Additionally, we run qualitative studies with human participants, evaluating the performance of the model with the following axes:

- Overall quality of the music samples;
- Text relevance to the provided text input;
- Adherence to the melody for melody-guided music generation.

More details on performance measures and human studies can be found in the paper.

**Decision thresholds:** Not applicable.

## Evaluation datasets

The model was evaluated on the [MusicCaps benchmark](https://www.kaggle.com/datasets/googleai/musiccaps) and on an in-domain held-out evaluation set, with no artist overlap with the training set.

## Training datasets

The model was trained on licensed data using the following sources: the [Meta Music Initiative Sound Collection](https://www.fb.com/sound), [Shutterstock music collection](https://www.shutterstock.com/music) and the [Pond5 music collection](https://www.pond5.com/). See the paper for more details about the training set and corresponding preprocessing.

## Evaluation results

Below are the objective metrics obtained on MusicCaps with the released model. Note that for the publicly released models, we had all the datasets go through a state-of-the-art music source separation method, namely using the open source [Hybrid Transformer for Music Source Separation](https://github.com/facebookresearch/demucs) (HT-Demucs), in order to keep only the instrumental part. This explains the difference in objective metrics with the models used in the paper.

| Model | Frechet Audio Distance | KLD | Text Consistency | Chroma Cosine Similarity |
|---|---|---|---|---|
| facebook/musicgen-small  | 4.88 | 1.42 | 0.27 | - |
| facebook/musicgen-medium | 5.14 | 1.38 | 0.28 | - |
| **facebook/musicgen-large**  | 5.48 | 1.37 | 0.28 | - |
| facebook/musicgen-melody | 4.93 | 1.41 | 0.27 | 0.44 |

More information can be found in the paper [Simple and Controllable Music Generation](https://arxiv.org/abs/2306.05284), in the Results section.

## Limitations and biases

**Data:** The data sources used to train the model are created by music professionals and covered by legal agreements with the right holders.
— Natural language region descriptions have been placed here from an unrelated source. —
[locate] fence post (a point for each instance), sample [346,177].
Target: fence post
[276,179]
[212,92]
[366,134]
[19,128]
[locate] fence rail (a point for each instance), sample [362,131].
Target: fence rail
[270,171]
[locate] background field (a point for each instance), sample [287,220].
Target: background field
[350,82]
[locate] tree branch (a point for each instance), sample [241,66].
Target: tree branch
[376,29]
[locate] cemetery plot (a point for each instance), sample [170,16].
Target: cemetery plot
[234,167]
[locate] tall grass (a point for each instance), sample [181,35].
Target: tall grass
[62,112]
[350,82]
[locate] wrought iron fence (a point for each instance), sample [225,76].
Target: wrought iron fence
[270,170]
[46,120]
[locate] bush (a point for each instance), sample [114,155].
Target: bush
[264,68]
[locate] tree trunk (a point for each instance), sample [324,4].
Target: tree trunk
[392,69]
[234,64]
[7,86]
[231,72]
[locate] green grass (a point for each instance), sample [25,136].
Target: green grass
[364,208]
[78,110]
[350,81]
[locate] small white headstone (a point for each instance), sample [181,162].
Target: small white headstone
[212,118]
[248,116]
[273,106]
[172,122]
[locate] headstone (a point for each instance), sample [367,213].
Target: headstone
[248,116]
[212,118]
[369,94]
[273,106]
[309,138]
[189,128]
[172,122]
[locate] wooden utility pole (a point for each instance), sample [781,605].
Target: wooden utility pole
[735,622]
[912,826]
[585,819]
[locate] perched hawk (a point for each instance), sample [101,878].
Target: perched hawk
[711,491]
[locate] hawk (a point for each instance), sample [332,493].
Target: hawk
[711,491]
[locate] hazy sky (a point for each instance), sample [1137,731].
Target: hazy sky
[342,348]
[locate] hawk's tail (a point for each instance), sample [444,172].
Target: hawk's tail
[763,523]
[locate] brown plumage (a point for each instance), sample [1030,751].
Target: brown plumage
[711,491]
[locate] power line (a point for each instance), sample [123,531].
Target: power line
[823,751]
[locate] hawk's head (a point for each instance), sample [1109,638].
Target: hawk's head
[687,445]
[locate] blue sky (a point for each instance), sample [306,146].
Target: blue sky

The model is trained on 20K hours of data, we believe that scaling the model on larger datasets can further improve the performance of the model.

**Mitigations:** Vocals have been removed from the data source using corresponding tags, and then using a state-of-the-art music source separation method, namely using the open source [Hybrid Transformer for Music Source Separation](https://github.com/facebookresearch/demucs) (HT-Demucs).

**Limitations:**

- The model is not able to generate realistic vocals.
- The model has been trained with English descriptions and will not perform as well in other languages.
- The model does not perform equally well for all music styles and cultures.
- The model sometimes generates end of songs, collapsing to silence.
- It is sometimes difficult to assess what types of text descriptions provide the best generations. Prompt engineering may be required to obtain satisfying results.

**Biases:** The source of data is potentially lacking diversity and all music cultures are not equally represented in the dataset. The model may not perform equally well on the wide variety of music genres that exists. The generated samples from the model will reflect the biases from the training data. Further work on this model should include methods for balanced and just representations of cultures, for example, by scaling the training data to be both diverse and inclusive.

**Risks and harms:** Biases and limitations of the model may lead to generation of samples that may be considered as biased, inappropriate or offensive. We believe that providing the code to reproduce the research and train new models will allow to broaden the application to new and more representative data.

**Use cases:** Users must be aware of the biases, limitations and risks of the model. MusicGen is a model developed for artificial intelligence research on controllable music generation. As such, it should not be used for downstream applications without further investigation and mitigation of risks.